I also received a similar request to write-up my thoughts for a national newspaper over here to wrap up Nepal’s previous year of tourism. It seems like it’s a popular topic for people to garner a foreigners first thoughts of arriving into their country.
I’m under pressure for time; so I scribbled all this down in one quick sitting. Raw and unedited. Take it for what it’s worth as someone who’s been here before!
A tourist’s perspective on arriving into Nepal
Having won my heart four years ago for its beauty, people, food, and culture I couldn’t help but want to come back to Nepal. As it was the tail end of 2011, Nepal’s shining glory year of tourism; I thought of no better time to return.
Last year the vague rumors of Nepal offering free tourist visas put a smile on my face, and the first notions of making a return. They are really trying, I thought to myself. Then, to learn this was only applicable to those summiting Everest, I handed over my crisp one hundred-dollar for a three-month visa with less of a smile.
“First time here?” grunted the immigration officer not even looking up at me.
I sighed, not even a traditional namaste greeting. “I wrote on my visa application that this was not my first time here.”
He looked up, confused. Then, finally shuffling through the papers actually read what I was instructed to painstakingly fill out. All this before I was then bounced between counters alongside the other tourists queuing up. Each of us equally confused at this initial procedure of different immigration forms to fill out for different counters and payment desks at Nepal’s Tribhuvan international airport.

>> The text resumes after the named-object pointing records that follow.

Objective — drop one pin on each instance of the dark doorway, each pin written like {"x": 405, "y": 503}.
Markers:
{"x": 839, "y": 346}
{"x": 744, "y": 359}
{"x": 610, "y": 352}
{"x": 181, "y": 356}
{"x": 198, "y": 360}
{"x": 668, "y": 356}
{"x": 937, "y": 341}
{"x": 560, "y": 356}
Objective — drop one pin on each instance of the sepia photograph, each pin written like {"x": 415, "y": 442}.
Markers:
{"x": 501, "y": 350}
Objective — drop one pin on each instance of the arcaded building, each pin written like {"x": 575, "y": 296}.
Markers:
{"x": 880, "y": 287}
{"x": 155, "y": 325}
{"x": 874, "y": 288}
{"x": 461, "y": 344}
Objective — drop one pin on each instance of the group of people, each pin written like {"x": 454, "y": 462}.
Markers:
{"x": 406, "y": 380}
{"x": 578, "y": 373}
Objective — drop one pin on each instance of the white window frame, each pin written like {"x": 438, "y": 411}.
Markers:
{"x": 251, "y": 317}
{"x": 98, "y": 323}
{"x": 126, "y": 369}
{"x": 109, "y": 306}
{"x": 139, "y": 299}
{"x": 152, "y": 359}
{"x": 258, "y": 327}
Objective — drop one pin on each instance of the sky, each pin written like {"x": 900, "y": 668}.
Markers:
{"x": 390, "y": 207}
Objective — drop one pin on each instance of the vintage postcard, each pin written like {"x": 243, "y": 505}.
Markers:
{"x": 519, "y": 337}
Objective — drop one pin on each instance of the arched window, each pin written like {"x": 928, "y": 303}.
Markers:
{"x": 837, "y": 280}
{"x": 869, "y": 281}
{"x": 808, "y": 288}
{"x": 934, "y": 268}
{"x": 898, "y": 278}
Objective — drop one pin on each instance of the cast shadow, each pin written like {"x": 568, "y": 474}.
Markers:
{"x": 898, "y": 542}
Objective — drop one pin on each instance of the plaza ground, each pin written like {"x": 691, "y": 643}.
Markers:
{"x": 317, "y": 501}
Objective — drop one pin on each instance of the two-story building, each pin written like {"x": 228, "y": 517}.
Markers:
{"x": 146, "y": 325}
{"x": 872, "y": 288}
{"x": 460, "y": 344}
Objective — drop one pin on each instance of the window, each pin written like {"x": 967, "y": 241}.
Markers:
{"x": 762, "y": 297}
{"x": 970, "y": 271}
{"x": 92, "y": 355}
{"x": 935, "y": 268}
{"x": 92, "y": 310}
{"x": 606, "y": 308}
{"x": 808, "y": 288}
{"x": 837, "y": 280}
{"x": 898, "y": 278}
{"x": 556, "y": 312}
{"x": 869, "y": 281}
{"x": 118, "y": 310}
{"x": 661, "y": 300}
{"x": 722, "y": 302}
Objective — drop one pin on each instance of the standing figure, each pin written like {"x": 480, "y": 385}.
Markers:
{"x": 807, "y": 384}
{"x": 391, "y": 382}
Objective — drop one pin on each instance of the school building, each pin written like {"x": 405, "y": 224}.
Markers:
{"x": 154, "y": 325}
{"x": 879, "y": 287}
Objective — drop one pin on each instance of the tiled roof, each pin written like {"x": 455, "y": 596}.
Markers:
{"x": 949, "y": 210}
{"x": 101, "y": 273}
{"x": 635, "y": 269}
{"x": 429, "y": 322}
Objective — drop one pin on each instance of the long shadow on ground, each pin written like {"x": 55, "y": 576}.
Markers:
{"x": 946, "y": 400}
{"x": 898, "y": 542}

It was then on to the rugby scrum that is baggage collection. Little men in tattered coats descended first, asking if I wanted a trolley. I remembered the hefty charge once you get outside. “No charge for trolley” signs are irrelevant compared to the “I pushed your bags fee”.
No, I ignored them and then joined the every man for himself shoulder charge of trying to retrieve ones bags. Twenty minutes later my bag did at least arrive. No thanks to the multitude of men encircling every bag that comes out onto the conveyor belt. Every man defiantly lifting each one up to see if it’s theirs.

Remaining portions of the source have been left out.